Okay, so I heard about this thing, dream ticker 2.2, a while back. Sounded interesting, like something that might be fun to mess with, maybe get some cool visuals or something. Figured I’d give it a shot over the weekend.

Getting Started
First thing, I had to find where to get it. Took a bit of searching, not gonna lie. Found a place, downloaded the package. Wasn’t too big, which was nice. Unpacking it was straightforward, just a regular zip file. Ran the installer, or what looked like an installer. It asked a few questions, like where to put the files. I just stuck with the default location, seemed easiest.
Installation finished pretty quick. No weird errors popped up, so that was a good sign. Found the icon it put on my desktop and double-clicked it.
First Run and Trying Things Out
It opened up. The interface looked… okay? Not super fancy, but not confusing either. Just a few buttons and a big empty space. I looked around for some kind of guide or ‘read me’ file, found a basic one. It said something about loading a ‘seed’ file or typing in some text prompts.
I decided to try the text prompt thing first. Typed in something simple, like ‘a cat riding a bicycle on the moon’. Just wanted to see what would happen. There was a ‘Generate’ button, or something similar. I clicked it.
- My computer fan started whirring pretty loud.
- A progress bar slowly started filling up. Took maybe five minutes?
- Then, bam. An image appeared in the empty space.
Honestly? It was kinda weird. Looked vaguely like a cat, vaguely like a bike, definitely spacey. Not exactly a masterpiece, but hey, it actually did something. It was kinda blurry and distorted in places.
More Testing and Fiddling
Okay, so the first try was… interesting. I spent the next hour or so just trying different prompts. Some worked better than others. ‘A calm lake at sunrise’ turned out pretty decent, actually. ‘A robot building a sandcastle’ was mostly a mess of random shapes.

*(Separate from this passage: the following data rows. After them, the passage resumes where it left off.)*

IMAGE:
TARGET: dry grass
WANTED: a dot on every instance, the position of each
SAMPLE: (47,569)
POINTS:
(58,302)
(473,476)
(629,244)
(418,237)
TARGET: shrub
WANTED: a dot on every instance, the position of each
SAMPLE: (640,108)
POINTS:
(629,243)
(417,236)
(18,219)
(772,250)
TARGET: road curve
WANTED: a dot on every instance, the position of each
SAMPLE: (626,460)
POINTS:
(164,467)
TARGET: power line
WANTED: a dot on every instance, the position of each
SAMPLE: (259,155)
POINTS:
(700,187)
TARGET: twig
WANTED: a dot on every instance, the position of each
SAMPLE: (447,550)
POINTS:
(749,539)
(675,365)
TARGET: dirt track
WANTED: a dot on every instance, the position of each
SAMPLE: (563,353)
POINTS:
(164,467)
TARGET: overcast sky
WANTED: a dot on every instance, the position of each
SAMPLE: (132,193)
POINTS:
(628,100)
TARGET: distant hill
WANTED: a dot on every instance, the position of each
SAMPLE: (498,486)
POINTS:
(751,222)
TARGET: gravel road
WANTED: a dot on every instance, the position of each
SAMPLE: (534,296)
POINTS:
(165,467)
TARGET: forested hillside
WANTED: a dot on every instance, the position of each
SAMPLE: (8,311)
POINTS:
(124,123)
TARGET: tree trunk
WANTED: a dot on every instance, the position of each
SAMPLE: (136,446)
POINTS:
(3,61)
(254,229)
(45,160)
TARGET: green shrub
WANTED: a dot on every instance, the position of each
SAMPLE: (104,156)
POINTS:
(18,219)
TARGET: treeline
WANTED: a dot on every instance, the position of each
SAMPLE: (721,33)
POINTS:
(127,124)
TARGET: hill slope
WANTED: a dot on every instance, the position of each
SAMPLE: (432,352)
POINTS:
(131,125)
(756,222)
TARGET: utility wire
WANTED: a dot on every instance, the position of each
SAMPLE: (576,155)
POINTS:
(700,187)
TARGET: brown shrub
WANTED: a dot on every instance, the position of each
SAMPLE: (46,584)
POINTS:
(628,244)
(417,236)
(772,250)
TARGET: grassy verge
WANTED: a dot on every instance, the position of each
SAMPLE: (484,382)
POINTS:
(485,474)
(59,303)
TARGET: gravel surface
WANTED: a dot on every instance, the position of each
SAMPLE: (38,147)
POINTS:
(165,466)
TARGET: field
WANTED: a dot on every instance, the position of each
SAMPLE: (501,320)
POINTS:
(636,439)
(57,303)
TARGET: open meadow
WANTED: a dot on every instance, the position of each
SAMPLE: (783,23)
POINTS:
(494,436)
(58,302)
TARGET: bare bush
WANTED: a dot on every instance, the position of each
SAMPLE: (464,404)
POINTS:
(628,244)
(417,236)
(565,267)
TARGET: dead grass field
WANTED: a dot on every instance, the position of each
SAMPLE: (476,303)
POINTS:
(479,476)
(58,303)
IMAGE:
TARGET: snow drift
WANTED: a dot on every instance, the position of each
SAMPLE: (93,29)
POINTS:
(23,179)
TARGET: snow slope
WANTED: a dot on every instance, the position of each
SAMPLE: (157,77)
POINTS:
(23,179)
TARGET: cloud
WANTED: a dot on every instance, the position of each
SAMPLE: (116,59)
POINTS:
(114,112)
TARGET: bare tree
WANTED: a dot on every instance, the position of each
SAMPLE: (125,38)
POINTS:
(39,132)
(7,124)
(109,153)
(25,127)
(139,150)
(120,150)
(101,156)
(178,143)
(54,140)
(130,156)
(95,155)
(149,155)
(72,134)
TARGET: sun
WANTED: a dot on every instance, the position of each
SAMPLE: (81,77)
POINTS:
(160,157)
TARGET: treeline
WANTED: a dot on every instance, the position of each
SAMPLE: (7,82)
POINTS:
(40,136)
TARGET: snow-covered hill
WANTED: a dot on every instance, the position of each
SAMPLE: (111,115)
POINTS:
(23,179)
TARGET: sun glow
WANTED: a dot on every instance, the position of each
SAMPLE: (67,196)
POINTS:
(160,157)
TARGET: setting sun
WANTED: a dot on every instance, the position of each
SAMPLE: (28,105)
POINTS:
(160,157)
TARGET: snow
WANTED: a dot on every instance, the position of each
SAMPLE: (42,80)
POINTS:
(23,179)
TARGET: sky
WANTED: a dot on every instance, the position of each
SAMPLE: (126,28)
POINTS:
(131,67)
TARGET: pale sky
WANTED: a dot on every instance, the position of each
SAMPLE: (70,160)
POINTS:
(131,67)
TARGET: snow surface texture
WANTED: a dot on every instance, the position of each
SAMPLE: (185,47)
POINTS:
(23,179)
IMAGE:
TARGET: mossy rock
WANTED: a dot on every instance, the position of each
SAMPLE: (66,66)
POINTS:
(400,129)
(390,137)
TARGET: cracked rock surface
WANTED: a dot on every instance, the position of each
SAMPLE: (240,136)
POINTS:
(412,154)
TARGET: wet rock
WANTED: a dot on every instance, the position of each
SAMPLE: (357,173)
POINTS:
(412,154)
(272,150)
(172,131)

I noticed there were some settings sliders. Things like ‘detail level’ and ‘style influence’. I started messing with those. Pushing ‘detail’ way up seemed to make it take longer and sometimes crash the program. Had to restart it a couple of times. Lowering it made things faster but more abstract.
Finding the right balance took a lot of trial and error. It wasn’t super intuitive. You just had to try stuff and see what happened. I didn’t really touch the ‘seed file’ thing, seemed more complicated and I just wanted to play around with text.

What I Ended Up With
After a few hours, I had a folder with maybe twenty different images. Some were junk, just digital noise. A few were actually quite cool, in a strange, dreamy kind of way. The ‘calm lake’ one was probably the best. I saved that one.
It definitely does something, this dream ticker 2.2. It’s not magic, and it takes patience. You gotta fiddle with it and learn its quirks. Don’t expect perfect results right away, or maybe ever. It’s more like a weird art experiment tool.
So yeah, that was my afternoon with it. Got it running, poked at it, made some weird pictures. Might try it again if I’m bored and feel like generating some strange visuals. It worked, mostly.